What does this mean?
  • A more accurate diagnosis. For his second endoscopy Oliver will be on his Proton Pump Inhibitor (PPI) which is an important condition for an actual diagnosis of EoE. PPIs are commonly prescribed for acid reflux. Acid Reflux can weaken the esophagus and result in the presence of some eosinophils in the esophagus - usually a very small amount. In order to rule out reflux as the cause for the eosinophils found in the last endoscopy Oliver has been on a PPI ever since. I hope we'll be able to take him off of it after the next scope because long term use of PPIs can have some negative side effects. It's a difficult dance because it is very possible and quite common for a child to have both EoE and some type of GERD. If there are no eosinophils in the biopsy of his esophagus (this would be good news, mostly) we won't know if it is because of the PPI or because of the diet change. If there are eosinophils we can be sure that he has EoE but we still won't really know if he needs the PPI. The one thing we will know is that he is still reacting to something. It could be food or environmental, but most likely it will be a food.
  • A snapshot of his current condition. Oliver has been off of his Corticosteroids (the flovent) for quite a while (which is why we think that his symptoms have returned). This is important because the steroids not only mask the symptoms but also can prevent the formation of the eosinophils. If he were on the steroids the results of the biopsy wouldn't accurately inform us as to whether or not his diet is helping his condition. Since Oliver doesn't communicate well with us the results of the biopsy are very important.
  • A tool to plan the next stage of treatment. Alison and I suspect that Oliver's diet still includes some food(s) to which he reacts.
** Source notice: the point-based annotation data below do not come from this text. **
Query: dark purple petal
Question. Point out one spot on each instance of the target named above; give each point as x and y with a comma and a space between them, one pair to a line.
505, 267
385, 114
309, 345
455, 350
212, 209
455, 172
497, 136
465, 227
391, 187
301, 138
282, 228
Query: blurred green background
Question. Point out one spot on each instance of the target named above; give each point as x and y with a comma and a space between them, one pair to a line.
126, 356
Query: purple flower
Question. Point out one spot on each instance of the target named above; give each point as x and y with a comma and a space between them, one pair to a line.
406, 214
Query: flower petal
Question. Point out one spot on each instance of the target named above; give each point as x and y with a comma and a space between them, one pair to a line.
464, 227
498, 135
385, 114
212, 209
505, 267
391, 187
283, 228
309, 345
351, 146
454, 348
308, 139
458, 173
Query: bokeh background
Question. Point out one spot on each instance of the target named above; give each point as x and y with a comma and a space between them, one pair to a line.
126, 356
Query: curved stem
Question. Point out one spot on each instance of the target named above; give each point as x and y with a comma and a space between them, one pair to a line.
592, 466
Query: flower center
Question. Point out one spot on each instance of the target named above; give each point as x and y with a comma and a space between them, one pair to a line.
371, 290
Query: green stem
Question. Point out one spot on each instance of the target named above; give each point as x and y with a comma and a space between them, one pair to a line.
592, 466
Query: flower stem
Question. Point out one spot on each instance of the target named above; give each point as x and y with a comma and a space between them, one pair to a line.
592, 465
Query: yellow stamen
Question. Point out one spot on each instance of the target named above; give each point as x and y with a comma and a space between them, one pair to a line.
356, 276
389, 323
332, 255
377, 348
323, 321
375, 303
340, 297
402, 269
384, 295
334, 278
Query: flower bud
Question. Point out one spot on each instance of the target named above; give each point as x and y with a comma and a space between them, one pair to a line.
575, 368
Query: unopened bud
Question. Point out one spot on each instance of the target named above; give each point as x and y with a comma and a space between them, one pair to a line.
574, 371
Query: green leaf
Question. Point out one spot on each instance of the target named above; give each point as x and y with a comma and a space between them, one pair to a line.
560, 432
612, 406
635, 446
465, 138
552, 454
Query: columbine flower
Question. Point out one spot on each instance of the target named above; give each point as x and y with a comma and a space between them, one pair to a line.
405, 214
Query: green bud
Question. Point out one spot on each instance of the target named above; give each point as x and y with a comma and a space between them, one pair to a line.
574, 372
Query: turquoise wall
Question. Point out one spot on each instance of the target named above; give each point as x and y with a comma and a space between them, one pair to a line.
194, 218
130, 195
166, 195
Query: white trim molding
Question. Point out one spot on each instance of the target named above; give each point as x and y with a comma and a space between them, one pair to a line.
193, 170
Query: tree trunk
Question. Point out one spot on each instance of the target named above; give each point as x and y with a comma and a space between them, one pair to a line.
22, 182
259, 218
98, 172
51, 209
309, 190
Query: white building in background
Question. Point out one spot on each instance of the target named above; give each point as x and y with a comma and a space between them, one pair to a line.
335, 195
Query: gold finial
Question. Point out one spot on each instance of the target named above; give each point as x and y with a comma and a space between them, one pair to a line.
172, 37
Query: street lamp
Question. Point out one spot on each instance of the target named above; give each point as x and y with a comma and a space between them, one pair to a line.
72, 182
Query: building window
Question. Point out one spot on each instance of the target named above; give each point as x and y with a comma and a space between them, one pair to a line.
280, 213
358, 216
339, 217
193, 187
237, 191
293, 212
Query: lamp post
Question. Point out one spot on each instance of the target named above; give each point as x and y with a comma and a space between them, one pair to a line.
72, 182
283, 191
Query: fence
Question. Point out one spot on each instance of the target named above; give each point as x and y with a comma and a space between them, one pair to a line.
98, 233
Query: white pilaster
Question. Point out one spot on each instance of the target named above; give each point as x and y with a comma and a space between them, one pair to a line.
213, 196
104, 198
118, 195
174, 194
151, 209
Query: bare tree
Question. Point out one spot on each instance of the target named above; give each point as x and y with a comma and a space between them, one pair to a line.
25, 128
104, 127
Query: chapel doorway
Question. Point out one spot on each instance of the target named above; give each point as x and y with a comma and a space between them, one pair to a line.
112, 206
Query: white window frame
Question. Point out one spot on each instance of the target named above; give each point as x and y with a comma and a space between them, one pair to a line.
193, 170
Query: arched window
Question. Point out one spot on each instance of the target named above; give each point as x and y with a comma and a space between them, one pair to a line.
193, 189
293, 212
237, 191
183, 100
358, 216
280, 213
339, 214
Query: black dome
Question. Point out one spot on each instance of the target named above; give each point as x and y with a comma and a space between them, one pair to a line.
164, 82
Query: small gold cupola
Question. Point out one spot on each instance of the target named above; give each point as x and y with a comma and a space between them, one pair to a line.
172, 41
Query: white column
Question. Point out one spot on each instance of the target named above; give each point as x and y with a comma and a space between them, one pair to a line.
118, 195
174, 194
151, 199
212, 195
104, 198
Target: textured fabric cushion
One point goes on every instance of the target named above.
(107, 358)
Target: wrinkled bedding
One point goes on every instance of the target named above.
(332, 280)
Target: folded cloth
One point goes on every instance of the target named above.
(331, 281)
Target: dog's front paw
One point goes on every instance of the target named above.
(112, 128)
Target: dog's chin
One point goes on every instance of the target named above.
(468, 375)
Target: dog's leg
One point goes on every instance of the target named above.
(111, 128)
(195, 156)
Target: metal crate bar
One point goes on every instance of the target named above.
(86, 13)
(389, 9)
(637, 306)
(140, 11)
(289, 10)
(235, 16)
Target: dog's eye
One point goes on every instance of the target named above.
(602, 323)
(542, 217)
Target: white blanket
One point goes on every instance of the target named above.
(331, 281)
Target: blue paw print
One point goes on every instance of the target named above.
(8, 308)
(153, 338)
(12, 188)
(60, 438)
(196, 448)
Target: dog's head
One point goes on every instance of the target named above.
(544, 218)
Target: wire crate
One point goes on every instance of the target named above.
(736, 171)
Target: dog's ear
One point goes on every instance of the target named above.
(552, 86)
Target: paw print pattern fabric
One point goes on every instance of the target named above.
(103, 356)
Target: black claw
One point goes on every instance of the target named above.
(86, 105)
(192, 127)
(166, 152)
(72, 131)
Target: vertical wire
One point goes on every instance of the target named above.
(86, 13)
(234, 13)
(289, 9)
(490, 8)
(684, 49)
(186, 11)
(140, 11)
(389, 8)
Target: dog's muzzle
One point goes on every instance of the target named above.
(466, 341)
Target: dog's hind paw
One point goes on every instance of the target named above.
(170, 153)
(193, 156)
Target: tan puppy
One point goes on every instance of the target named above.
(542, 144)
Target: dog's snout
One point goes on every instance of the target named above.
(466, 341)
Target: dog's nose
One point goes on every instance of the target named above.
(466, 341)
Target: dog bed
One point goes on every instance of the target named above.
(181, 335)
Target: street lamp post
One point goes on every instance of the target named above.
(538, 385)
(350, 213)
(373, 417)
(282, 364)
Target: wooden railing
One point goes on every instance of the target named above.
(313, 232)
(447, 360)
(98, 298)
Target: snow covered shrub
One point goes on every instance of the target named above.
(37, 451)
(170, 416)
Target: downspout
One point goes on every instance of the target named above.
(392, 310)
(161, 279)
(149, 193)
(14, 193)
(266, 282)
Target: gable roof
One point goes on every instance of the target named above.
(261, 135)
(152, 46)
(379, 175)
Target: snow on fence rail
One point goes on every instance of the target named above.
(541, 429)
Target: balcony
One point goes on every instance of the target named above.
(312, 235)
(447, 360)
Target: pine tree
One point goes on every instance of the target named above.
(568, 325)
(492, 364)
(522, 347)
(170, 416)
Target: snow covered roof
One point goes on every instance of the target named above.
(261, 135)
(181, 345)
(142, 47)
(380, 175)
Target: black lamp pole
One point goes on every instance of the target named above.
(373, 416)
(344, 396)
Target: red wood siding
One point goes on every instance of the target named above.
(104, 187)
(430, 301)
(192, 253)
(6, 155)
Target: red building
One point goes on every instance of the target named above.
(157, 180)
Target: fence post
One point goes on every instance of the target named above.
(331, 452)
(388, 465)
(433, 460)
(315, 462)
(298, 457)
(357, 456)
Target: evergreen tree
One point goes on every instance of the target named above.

These symptoms were masked when he was taking the steroids but now that he is off of the steroids they are manifesting themselves. The results of the biopsy will confirm or contest this hypothesis.
What do we do if he scopes clean?

First, this is not the outcome we expect. In many ways this would be good news, but it also comes with complications. First we have to remove the PPI and scope again in a couple of months to determine whether it was the PPI or the diet which caused the reduction. Either one would be a great thing. Knowing which one it is would be an even better thing.
But, if the eosinophils are gone, why is still irritable and throwing up? This would open up a new mystery.

What do we do if he still has eosinophils?

This is the big question, what to do next? We will need to eliminate more foods from his diet if the biopsy reveals eosinophils in the esophagus. Which foods?
  • Our GI has proposed we do another round of RAST tests to see if Oliver demonstrates a sensitivity to anything new. I don't like the idea because RAST testing is considered the least effective of the three allergy testing methods in identifying foods which have a non-IgE mediated reaction like EoE. I would prefer skin prick testing, or better yet, atopic patch testing.
  • Another option is to simply remove some popular "offenders" like corn and beef. This wouldn't leave much for him to eat.
  • The most drastic action is to remove all proteins and put him on a pure elemental diet. This is tempting only because it would increase the likelihood that insurance would cover the costs of his formula. We really don't want Oliver to have an aversion to foods so we would like to keep him eating some foods if we can, but we also acknowledge that many EoE patients end up on a pure elemental diet at some point, either as a tool in identifying "safe" foods or because they haven't found they can tolerate any foods at all.
What do we do in the meantime?

We want the endoscopy with biopsy to provide the most valuable set of information possible for us. In order for this to happen we need to make sure Oliver is on his PPI and off his steroids. Also, we need to be super vigilant and make sure he doesn't eat any of the 7 foods we have eliminated. (Milk, Wheat, Soy, Egg, Peanut, Chicken, Beans) If he were to sneak a Cheez-It from his brother during the week before his endoscopy, this would greatly reduce the information we can learn about his current diet. Strict adherence to his diet leading up to his endoscopy is really important. Too bad Oliver doesn't understand that. Hopefully his brothers do.